Eon is a fantasy thriller by Alison Goodman that won the 2008 Aurealis Award for best fantasy novel. If you want a fast-paced and totally imaginary book to read, then Eon is for you. This book is based on complete fantasy but has a bit of folklore in it including dragons.

Eon is an apprentice to the Tiger Dragoneye, one of the people in the kingdom who is bound to one of the 12 energy dragons, each one named with one of the animals in the Zodiac. Eon wants his master to be wealthy and wants to escape from his world of poverty so he trains hard for four years in hope of becoming the Rat Dragoneye’s apprentice. The only two problem are… Eon is a cripple with a bad leg and he is also a girl named Eona pretending to be a boy. The strict rule in that land is that, no matter how crippled you are as a boy, that would still be better than an athletic girl. It was believed in that kingdom that girls are too weak to be a Dragoneye.

In most obvious books, luck is always on the main character’s side and they usually become what they intended to become. In this case, Eona should be the new Rat Dragoneye apprentice. Sadly, that is not the case. During the auditions, the cruel and abusive Rat Dragoneye named Lord Ido instantly has a dislike for Eona. Not only that, but Ranne, the swordsmaster who was to spar with Eona, is a minion of Ido and instead of doing the rehearsed moves that were designated for the audition, Ranne fights all-out. Eona is knocked out because of her crippled leg. During the choosing, Dillon, another apprentice, is chosen to be the new Rat Dragoneye apprentice. Just when all is lost, one of the mirrors in the stadium shatters, releasing the Mirror Dragon, who chooses Eona as the new Mirror Dragoneye.
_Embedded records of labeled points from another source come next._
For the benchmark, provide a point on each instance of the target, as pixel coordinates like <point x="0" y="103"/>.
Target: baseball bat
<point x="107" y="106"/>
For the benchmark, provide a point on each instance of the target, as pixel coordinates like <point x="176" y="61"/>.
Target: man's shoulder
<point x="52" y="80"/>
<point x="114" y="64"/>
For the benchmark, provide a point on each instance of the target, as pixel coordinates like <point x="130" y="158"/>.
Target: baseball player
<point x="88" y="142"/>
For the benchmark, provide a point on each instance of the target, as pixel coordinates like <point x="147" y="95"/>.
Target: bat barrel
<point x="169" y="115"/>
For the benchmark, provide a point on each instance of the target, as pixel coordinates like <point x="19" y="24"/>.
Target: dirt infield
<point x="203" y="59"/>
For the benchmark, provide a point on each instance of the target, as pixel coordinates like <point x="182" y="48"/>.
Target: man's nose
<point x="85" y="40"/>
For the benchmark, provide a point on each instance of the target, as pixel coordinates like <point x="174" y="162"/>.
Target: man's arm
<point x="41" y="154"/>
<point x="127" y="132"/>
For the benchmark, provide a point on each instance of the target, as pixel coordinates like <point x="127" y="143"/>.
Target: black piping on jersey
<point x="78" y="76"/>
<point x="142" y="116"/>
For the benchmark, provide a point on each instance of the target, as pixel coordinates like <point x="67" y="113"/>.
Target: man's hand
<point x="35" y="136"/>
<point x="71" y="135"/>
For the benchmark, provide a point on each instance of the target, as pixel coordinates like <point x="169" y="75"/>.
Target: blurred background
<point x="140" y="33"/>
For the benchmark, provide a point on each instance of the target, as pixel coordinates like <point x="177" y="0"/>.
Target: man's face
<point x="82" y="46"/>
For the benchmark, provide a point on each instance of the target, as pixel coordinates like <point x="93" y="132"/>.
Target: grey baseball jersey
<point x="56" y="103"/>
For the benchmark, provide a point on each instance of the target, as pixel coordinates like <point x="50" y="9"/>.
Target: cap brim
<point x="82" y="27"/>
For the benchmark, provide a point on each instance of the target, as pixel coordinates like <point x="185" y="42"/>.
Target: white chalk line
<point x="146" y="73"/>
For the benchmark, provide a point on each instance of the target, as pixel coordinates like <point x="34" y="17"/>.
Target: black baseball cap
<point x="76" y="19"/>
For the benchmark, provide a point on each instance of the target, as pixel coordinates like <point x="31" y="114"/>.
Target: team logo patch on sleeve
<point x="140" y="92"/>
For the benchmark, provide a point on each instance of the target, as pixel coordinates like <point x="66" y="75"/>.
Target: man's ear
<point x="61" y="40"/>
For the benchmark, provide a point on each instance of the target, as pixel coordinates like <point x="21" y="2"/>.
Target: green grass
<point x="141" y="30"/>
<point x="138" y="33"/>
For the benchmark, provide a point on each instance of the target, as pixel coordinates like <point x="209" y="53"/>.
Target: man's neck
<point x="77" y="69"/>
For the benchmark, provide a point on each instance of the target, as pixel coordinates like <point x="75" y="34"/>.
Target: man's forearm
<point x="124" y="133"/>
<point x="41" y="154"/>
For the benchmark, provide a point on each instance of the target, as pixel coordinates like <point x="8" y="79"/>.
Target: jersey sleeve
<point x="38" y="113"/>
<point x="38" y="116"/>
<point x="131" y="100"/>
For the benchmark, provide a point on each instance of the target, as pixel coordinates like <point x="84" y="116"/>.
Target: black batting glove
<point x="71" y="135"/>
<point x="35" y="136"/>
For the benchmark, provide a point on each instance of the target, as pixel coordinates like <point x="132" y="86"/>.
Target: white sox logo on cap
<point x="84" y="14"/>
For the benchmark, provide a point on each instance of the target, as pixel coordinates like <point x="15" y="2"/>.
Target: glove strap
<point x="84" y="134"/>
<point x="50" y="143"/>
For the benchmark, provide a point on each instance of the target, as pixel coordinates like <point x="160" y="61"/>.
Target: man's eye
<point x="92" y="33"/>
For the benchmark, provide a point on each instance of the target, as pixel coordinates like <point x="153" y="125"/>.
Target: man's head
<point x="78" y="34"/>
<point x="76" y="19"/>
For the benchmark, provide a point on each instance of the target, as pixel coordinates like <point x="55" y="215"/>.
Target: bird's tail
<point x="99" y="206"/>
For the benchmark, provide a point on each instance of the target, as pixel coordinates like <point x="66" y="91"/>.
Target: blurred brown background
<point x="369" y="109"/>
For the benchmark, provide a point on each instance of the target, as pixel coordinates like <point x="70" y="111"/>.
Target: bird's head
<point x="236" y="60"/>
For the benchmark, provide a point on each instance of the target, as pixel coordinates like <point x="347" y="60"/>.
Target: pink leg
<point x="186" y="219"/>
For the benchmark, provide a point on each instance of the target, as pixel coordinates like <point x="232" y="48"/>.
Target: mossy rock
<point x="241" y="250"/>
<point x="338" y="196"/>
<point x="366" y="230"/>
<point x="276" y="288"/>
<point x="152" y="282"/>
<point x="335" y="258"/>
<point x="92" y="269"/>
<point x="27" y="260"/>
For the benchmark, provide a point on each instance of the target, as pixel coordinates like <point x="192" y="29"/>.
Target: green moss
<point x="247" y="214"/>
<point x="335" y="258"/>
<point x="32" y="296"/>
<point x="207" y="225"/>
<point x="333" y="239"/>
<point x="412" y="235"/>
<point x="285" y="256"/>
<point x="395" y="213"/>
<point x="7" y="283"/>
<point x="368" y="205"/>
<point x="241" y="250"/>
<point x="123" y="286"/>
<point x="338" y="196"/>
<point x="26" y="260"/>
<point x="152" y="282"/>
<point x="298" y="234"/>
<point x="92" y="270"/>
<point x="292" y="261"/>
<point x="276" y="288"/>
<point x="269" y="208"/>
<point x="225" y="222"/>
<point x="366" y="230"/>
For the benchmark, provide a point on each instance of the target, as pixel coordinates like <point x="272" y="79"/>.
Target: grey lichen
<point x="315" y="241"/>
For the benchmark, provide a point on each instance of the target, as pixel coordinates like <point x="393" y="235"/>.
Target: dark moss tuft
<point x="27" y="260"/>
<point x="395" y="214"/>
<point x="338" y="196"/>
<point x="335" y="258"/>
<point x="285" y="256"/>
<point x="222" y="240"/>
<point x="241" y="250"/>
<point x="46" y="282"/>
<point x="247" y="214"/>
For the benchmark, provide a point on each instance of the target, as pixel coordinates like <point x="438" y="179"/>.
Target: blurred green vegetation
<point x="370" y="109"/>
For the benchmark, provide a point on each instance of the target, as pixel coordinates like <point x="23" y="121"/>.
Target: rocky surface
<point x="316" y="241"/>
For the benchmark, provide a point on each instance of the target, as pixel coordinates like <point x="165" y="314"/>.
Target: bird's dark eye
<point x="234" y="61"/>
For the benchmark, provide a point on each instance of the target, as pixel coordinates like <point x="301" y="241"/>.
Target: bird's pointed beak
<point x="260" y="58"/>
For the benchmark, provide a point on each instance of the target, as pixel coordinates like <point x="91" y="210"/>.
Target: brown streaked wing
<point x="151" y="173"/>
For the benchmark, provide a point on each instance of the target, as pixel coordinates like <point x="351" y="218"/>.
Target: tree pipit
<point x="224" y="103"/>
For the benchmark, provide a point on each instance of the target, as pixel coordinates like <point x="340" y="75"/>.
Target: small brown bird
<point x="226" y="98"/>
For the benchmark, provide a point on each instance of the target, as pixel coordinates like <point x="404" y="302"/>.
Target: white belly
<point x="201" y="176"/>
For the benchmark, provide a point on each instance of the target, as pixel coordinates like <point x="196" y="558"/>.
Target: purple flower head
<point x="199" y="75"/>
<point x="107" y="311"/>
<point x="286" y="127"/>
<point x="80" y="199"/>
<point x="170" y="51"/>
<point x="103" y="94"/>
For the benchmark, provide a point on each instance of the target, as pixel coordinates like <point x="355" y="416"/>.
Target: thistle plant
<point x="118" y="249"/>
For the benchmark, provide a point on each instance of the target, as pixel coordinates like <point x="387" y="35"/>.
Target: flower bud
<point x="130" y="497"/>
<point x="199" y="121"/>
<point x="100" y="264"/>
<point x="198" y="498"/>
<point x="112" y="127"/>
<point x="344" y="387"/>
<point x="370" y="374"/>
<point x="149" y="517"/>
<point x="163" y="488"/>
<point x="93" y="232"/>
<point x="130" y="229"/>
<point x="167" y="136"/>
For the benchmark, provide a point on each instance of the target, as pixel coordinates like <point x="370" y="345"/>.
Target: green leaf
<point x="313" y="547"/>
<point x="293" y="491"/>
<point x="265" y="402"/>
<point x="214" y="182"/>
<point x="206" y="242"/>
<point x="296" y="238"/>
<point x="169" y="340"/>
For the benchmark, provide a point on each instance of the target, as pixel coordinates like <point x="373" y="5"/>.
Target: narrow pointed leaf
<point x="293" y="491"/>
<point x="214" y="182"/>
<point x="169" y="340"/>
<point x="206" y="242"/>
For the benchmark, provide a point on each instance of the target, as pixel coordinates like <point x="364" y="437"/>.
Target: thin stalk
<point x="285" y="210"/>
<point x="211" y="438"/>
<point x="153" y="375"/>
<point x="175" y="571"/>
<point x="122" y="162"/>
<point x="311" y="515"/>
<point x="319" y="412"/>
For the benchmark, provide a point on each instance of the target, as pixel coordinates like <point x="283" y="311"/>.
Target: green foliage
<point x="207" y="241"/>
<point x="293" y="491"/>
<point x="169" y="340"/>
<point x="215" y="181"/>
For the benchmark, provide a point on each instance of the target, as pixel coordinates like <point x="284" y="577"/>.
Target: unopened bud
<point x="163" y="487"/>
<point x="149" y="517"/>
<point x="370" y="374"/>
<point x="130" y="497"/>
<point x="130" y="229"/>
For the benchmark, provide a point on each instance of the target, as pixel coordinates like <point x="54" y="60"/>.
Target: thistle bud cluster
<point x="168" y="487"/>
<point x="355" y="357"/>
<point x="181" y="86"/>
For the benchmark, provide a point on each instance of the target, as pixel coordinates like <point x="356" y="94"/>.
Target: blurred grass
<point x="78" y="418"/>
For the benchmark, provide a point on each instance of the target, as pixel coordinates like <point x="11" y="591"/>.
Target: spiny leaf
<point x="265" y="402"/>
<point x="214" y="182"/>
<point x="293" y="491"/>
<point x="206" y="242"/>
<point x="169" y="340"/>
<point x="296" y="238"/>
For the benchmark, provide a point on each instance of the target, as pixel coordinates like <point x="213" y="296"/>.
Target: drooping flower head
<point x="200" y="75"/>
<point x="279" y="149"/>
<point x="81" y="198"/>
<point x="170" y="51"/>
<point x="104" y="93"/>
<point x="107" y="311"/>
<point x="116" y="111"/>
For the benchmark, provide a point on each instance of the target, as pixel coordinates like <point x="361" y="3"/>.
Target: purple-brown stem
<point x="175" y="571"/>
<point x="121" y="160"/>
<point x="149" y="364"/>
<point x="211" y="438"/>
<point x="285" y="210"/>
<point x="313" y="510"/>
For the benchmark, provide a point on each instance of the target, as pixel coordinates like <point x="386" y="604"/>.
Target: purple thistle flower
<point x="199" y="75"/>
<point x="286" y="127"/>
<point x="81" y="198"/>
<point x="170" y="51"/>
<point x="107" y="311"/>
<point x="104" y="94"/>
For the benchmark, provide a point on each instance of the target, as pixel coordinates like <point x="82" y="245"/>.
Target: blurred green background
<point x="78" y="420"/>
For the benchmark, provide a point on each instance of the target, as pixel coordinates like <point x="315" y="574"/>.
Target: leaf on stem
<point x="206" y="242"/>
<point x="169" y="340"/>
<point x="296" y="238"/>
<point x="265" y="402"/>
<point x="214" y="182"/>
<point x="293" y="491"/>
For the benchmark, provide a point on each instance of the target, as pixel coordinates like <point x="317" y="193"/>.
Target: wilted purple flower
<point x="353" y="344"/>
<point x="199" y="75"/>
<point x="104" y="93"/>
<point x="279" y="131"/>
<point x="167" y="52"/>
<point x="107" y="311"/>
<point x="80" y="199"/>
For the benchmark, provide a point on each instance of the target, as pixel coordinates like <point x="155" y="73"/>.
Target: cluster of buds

Eona wakes up in a royal bed inside the palace. For a second, she thinks that she has been discovered as a girl and is taken into custody. Then she remembers that she is the apprentice of the Mirror Dragon (The Dragon Dragon), who hasn’t appeared for over 50 decades. Now, hiding her gender amidst professionals has never been harder. Can Eona camouflage among the other noblemen and be a Dragoneye without spilling her secret? Or will she end up dying in the court palace assassinated or even worse, to be revealed of her true identity and being tortured to death? All questions will be answered in Eon: Dragoneye Reborn.

I would recommend this book to anyone older than 10 as it is a bit violent at times. If you enjoy pretending to be someone then this is the perfect book for you. There are many good descriptions in Eon but my favorite is the first description of the dragons.

Two pale blue membranes extended out from each shoulder and rippled in the sunlight like watered silk, then folded back against his body. The heavy head swung around to face us again, the mirror showing the solid line of his spine and the thick fall of his white mane. Although his eyes were no longer reflected, I knew he was studying us, choosing his apprentice.

We all know Eona is not going to be chosen but the description is very vivid and unique. This is one of the few books worthy of being called a good fantasy. I would call this book a hybrid because it contains elements of history and folklore embedded within the fantasy. Eon is truly a worthy book to read.